Wild refitting for black box prediction
Journal:
arXiv
Published Date:
Jun 26, 2025
Abstract
We describe and analyze a computionally efficient refitting procedure for
computing high-probability upper bounds on the instance-wise mean-squared
prediction error of penalized nonparametric estimates based on least-squares
minimization. Requiring only a single dataset and black box access to the
prediction method, it consists of three steps: computing suitable residuals,
symmetrizing and scaling them with a pre-factor $\rho$, and using them to
define and solve a modified prediction problem recentered at the current
estimate. We refer to it as wild refitting, since it uses Rademacher residual
symmetrization as in a wild bootstrap variant. Under relatively mild conditions
allowing for noise heterogeneity, we establish a high probability guarantee on
its performance, showing that the wild refit with a suitably chosen wild noise
scale $\rho$ gives an upper bound on prediction error.

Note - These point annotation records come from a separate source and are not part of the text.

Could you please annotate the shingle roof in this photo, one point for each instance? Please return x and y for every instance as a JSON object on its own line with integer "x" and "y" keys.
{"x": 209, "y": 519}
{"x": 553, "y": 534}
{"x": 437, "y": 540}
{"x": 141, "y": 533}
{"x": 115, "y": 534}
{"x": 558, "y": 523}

This theoretical
analysis provides guidance into the design of such procedures, including how
the residuals should be formed, the amount of noise rescaling in the wild
sub-problem needed for upper bounds, and the local stability properties of the
block-box procedure. We illustrate the applicability of this procedure to
various problems, including non-rigid structure-from-motion recovery with
structured matrix penalties; plug-and-play image restoration with deep neural
network priors; and randomized sketching with kernel methods.